If you don't provide a NAME, no query will be created; however, the four variables listed below will still be set.  This allowsyou to "pre-scan" a file before processing it to see if it contains bad rows.

COLUMNS

If provided, a comma-separated list of column names. These will be the columns in the query result set named by the NAME parameter. If not provided, the column names will be read from the first line of the file.
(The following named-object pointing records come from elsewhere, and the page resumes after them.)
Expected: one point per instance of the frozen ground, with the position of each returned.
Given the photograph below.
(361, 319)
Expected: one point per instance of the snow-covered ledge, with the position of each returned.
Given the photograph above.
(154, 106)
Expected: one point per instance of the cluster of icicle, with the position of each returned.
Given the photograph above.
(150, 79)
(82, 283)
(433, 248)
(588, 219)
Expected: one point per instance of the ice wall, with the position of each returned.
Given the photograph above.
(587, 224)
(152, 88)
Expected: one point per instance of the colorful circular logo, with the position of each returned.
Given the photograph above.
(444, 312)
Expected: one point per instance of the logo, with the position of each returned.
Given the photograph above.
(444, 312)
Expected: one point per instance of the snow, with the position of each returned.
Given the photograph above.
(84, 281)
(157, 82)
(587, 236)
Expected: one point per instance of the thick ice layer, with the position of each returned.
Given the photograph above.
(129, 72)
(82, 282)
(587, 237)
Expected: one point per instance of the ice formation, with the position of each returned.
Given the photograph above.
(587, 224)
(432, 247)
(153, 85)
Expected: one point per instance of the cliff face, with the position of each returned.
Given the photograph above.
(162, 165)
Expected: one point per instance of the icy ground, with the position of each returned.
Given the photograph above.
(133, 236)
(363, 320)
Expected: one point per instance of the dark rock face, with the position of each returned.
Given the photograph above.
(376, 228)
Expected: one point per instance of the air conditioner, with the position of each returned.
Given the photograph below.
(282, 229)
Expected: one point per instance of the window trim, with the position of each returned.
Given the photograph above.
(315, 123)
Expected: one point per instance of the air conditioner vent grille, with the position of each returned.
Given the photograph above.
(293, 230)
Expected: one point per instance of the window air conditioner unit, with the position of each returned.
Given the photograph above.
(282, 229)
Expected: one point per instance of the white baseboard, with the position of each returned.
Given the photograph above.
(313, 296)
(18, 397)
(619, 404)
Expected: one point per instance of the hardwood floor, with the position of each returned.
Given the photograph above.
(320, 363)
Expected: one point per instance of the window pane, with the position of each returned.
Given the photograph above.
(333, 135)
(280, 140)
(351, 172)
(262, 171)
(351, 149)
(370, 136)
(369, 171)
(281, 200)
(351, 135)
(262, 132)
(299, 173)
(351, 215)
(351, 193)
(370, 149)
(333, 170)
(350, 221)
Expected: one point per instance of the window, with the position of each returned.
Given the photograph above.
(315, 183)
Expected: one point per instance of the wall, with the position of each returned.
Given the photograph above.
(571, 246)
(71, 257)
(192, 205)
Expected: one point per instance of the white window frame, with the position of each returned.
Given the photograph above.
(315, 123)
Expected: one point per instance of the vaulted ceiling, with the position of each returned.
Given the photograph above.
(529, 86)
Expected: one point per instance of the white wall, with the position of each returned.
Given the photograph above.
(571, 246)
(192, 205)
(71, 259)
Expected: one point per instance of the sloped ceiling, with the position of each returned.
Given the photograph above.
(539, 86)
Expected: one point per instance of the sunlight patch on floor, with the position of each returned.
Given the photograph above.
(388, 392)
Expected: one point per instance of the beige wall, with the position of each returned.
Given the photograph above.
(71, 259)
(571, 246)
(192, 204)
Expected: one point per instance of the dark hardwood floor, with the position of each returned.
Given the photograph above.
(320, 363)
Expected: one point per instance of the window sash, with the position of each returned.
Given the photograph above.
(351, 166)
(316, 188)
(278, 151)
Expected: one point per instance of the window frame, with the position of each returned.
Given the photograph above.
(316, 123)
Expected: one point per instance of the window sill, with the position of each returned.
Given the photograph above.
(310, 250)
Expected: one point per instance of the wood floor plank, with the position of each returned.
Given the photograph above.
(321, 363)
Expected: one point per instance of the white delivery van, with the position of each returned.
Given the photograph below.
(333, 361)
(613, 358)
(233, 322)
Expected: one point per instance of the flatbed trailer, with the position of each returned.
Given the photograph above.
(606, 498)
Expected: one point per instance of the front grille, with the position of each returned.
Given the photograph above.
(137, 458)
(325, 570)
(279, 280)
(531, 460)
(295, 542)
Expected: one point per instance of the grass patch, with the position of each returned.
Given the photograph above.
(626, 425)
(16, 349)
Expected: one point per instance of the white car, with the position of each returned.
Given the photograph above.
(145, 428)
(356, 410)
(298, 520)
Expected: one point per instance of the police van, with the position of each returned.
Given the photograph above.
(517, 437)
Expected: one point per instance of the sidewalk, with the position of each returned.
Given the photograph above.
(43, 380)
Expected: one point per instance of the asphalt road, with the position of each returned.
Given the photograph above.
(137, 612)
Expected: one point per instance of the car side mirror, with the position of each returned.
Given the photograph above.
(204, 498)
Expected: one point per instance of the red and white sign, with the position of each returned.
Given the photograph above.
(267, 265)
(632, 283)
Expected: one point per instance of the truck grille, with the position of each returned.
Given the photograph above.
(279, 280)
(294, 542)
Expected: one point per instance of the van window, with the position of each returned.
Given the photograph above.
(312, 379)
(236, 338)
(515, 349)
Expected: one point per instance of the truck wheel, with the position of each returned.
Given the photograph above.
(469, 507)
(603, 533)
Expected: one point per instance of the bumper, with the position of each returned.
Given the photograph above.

The column names will be forced to be legal ColdFusion identifiers, by stripping illegal characters such as spaces, hyphens, etc., from the names. Column names that are made up of only illegal characters will be named with "COL" then the column number. If any column names start with numbers, "COL" will be prepended to the name to make it legal. If any column names are duplicated, underscores will be appended to the names to make them unique. So a file that has a first line like:

State,Sales,Sales This Month,1998,Q2,1999,Q2,$$$

would be treated as if it had been:

State,Sales,SalesThisMonth,COL1998,Q2,COL1999,Q2_,COL8
Of course, you can refer to the #MyQuery.ColumnList# variable to find out what the final list of column names was, just as you can with any query result set.

DELIMITER

The character to be used as the delimiter. Defaults to a comma.

TEXTQUALIFIER

The character to be used as the text qualifier. Defaults to a double-quote mark.

LONGROWSARE

GOOD or BAD. Defaults to GOOD.

As each line is reach from the file, the number of columns (fields) in the line is counted.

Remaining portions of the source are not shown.